In January, TIME ran a 12-question quiz that guessed your politics based on things like your preference for cats versus dogs and the neatness of your desk. The survey’s questions were all taken from previous research projects that found differences between liberals and conservatives on matters not directly related to politics. (You can still take the original quiz here.)
Many readers were skeptical, to say the least. The comments section simmered with protests like “Since WHEN does being a cat-lover make one a liberal?” and “Having a neat desk isn’t political.”
Loving cats may not make a person a liberal, but it does increase the odds that a person already is one. To see how accurate our survey was, we analyzed the data from 220,192 TIME readers who took the quiz and then volunteered their actual political preferences, and found that all 12 items did in fact predict partisanship correctly.

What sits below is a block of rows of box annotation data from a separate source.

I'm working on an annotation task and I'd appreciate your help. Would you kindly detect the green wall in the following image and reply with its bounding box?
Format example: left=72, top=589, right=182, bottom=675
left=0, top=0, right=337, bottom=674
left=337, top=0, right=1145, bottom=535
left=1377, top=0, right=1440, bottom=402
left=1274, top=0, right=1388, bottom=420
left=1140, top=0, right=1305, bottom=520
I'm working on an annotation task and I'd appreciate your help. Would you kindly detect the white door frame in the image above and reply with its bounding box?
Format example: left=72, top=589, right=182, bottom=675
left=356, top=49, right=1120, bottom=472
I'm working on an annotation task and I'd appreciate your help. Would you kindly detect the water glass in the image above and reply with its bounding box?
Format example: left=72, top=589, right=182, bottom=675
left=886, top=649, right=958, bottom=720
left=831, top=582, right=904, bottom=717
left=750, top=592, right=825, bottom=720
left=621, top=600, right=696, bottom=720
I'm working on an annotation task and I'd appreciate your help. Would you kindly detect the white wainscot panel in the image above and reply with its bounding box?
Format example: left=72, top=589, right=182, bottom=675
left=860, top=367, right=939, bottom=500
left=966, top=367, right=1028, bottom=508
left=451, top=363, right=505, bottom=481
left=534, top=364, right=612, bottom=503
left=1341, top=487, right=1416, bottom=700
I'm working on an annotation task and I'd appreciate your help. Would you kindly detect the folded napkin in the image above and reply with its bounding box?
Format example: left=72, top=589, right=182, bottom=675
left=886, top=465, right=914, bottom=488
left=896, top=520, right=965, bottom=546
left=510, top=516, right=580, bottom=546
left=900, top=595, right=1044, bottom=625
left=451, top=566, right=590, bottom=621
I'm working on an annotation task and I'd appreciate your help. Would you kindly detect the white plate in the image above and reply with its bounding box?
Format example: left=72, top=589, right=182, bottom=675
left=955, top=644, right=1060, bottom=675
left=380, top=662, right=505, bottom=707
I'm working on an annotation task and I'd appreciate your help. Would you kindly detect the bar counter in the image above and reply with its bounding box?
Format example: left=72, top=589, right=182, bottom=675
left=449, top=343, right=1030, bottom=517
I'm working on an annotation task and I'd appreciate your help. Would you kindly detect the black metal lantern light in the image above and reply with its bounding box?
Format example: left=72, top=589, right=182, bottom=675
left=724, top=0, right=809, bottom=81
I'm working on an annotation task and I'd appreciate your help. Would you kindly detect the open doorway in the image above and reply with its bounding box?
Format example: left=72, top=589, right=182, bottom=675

Even seemingly innocuous questions like ones about the state of one’s desk or preference for fusion cuisine had at least modest predictive power. A majority of TIME readers, like a majority of Americans, prefer dogs to cats, but conservatives had a significantly stronger preference, on average.
Overall, the quiz’s predictions were quite accurate when compared to a respondent’s self-reported ideology. (The correlation coefficient was 0.682, for those of you keeping score at home.) The individual questions varied in their predictive accuracy, from low (but non-negligible) correlation of 0.124 for the “cats versus dogs” question to 0.471 for the statement “I’m proud of my country’s history.”
When you add together a bunch of these modest predictors, you end up with a pretty good guess as to how a person votes. Not as good as asking people about their views on taxes, abortion and gun control, but enough to show that partisanship nowadays correlates with many non-political attitudes and behaviors.
Interestingly, Libertarians—often considered as being on the political right—fell between the liberal and conservative extremes on most questions. Even when it came to an affinity for nature’s truest libertarians: felines.